Carusoa, Burns & Converse (2016)

Slow motion increases perceived intent

Eugene M. Carusoa, Zachary C. Burns, and Benjamin A. Converse


“To determine the appropriate punishment for a harmful action, people must often make inferences about the transgressor’s intent. In courtrooms and popular media, such inferences increasingly rely on video evidence, which is often played in “slow motion.” Four experiments (n = 1,610) involving real surveillance footage from a murder or broadcast replays of violent contact in professional football demonstrate that viewing an action in slow motion, compared with regular speed, can cause viewers to perceive an action as more intentional. This slow motion intentionality bias occurred, in part, because slow motion video caused participants to feel like the actor had more time to act, even when they knew how much clock time had actually elapsed. Four additional experiments (n = 2,737) reveal that allowing viewers to see both regular speed and slow motion replay mitigates the bias, but does not eliminate it. We conclude that an empirical understanding of the effect of slow motion on mental state attribution should inform the life-or-death decisions that are currently based on tacit assumptions about the objectivity of human perception.”

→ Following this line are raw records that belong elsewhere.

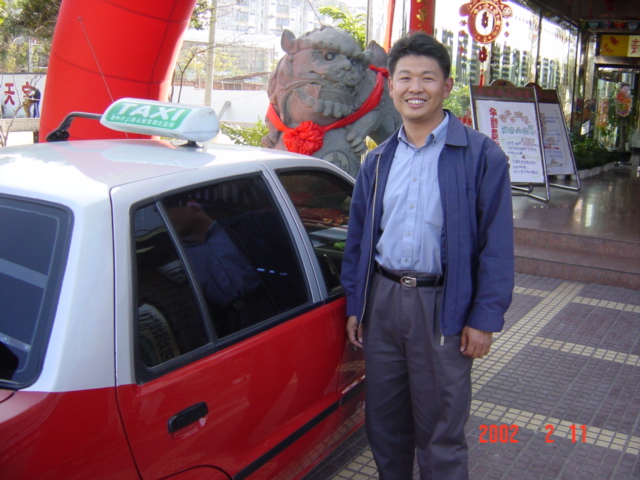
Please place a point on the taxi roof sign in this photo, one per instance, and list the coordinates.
(150, 117)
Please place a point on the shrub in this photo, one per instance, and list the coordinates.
(588, 152)
(251, 135)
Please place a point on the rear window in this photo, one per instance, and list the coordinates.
(33, 252)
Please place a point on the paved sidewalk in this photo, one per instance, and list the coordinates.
(557, 398)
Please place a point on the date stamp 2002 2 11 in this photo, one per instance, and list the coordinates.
(508, 433)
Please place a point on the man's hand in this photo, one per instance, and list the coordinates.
(354, 333)
(475, 343)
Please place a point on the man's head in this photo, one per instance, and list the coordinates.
(419, 83)
(419, 44)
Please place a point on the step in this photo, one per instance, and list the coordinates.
(582, 243)
(578, 258)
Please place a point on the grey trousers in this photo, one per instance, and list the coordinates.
(418, 392)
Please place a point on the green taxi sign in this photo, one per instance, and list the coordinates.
(150, 117)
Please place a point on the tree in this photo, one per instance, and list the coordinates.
(354, 25)
(38, 17)
(26, 29)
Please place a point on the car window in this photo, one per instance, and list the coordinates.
(225, 244)
(170, 323)
(322, 200)
(34, 245)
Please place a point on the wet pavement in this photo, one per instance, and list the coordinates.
(558, 397)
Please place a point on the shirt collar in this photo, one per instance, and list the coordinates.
(438, 134)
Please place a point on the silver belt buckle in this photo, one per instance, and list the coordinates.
(408, 282)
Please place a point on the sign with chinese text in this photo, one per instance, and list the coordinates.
(620, 45)
(509, 116)
(557, 146)
(18, 97)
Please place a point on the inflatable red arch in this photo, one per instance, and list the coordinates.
(103, 50)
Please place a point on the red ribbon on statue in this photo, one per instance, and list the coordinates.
(308, 137)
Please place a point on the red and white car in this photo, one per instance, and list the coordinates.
(171, 311)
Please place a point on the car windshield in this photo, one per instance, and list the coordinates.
(33, 251)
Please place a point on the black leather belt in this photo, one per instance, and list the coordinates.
(413, 281)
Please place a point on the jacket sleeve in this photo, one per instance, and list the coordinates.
(494, 271)
(355, 230)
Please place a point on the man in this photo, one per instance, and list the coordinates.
(428, 269)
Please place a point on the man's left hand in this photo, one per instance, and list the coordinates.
(475, 343)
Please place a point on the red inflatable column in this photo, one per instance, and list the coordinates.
(103, 50)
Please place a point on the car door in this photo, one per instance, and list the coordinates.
(322, 199)
(236, 376)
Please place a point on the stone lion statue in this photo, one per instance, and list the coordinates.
(327, 95)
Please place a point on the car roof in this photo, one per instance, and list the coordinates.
(90, 168)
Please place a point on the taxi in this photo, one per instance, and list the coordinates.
(171, 308)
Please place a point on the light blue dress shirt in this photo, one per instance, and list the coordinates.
(412, 210)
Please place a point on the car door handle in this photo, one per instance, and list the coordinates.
(188, 416)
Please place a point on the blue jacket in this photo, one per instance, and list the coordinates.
(477, 238)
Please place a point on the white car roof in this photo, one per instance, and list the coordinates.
(82, 171)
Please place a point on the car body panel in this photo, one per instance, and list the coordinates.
(278, 397)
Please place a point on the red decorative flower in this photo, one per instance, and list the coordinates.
(306, 138)
(482, 56)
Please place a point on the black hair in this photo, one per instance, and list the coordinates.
(419, 44)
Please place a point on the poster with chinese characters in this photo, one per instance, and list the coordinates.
(508, 115)
(557, 147)
(21, 95)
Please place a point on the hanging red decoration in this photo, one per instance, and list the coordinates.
(485, 18)
(482, 55)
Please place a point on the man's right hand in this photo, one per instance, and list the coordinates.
(354, 332)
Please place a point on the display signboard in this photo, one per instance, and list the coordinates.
(509, 116)
(557, 145)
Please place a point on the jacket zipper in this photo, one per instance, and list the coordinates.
(373, 217)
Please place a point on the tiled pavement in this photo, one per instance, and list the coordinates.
(558, 397)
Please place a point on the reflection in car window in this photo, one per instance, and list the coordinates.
(169, 320)
(322, 200)
(239, 252)
(33, 251)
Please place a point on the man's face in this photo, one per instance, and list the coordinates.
(418, 88)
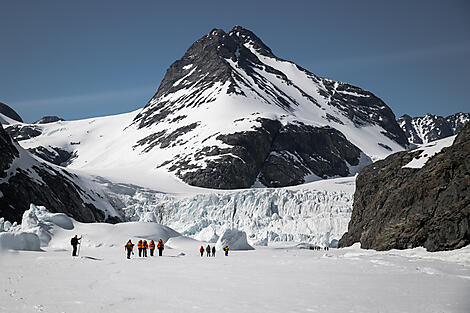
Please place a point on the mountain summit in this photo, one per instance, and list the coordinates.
(229, 114)
(260, 118)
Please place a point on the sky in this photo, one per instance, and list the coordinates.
(79, 59)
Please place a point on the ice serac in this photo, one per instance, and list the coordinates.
(428, 128)
(398, 207)
(25, 180)
(230, 114)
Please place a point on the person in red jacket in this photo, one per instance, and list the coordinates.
(129, 247)
(152, 247)
(160, 247)
(145, 247)
(139, 247)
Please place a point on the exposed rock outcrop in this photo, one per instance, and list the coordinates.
(9, 112)
(396, 207)
(48, 119)
(424, 129)
(24, 180)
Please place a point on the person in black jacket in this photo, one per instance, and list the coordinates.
(75, 242)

Contribution Of Present Research

Our results show that after viewing slow-motion video, the apparent speed of subsequently viewed slow-motion videos appears relatively natural. Carusoa, Burns & Converse (2016) also show that after adaptation to slow-motion videos the perceived duration of time intervals is extended. These two effects in combination have important consequences for intentionality judgements, with potentially life-or-death consequences: After jurors (or sports officials, for example) have viewed slow motion replays of an offence a number of times, their perception of the speed of the action will alter so that it appears more natural, and it may also appear to take place over a longer period of time. Actors may therefore be judged to have taken more time to assess the situation, decide on their course of action, and execute the act. Consequently the court’s judgement of the intentionality and premeditation of the act may be biased due to the natural process of perceptual adaptation to action speed.

In our studies, normalisation took place over a relatively short time frame involving 30 seconds of initial exposure with a series of top-up exposure periods of 5 seconds during testing. In order to minimize the possibility that speed normalization intrudes on judgements of intentionality, slow motion video clips should be viewed for the minimum period possible; repeated viewing of slow motion videos should be avoided so as to prevent the build-up of adaptation and consequent changes in apparent action speed.


Caruso, E M, Burns Z C, Converse B A (2016). Slow motion increases perceived intent. Proceedings of the National Academy of Sciences, Early Edition, 1–39.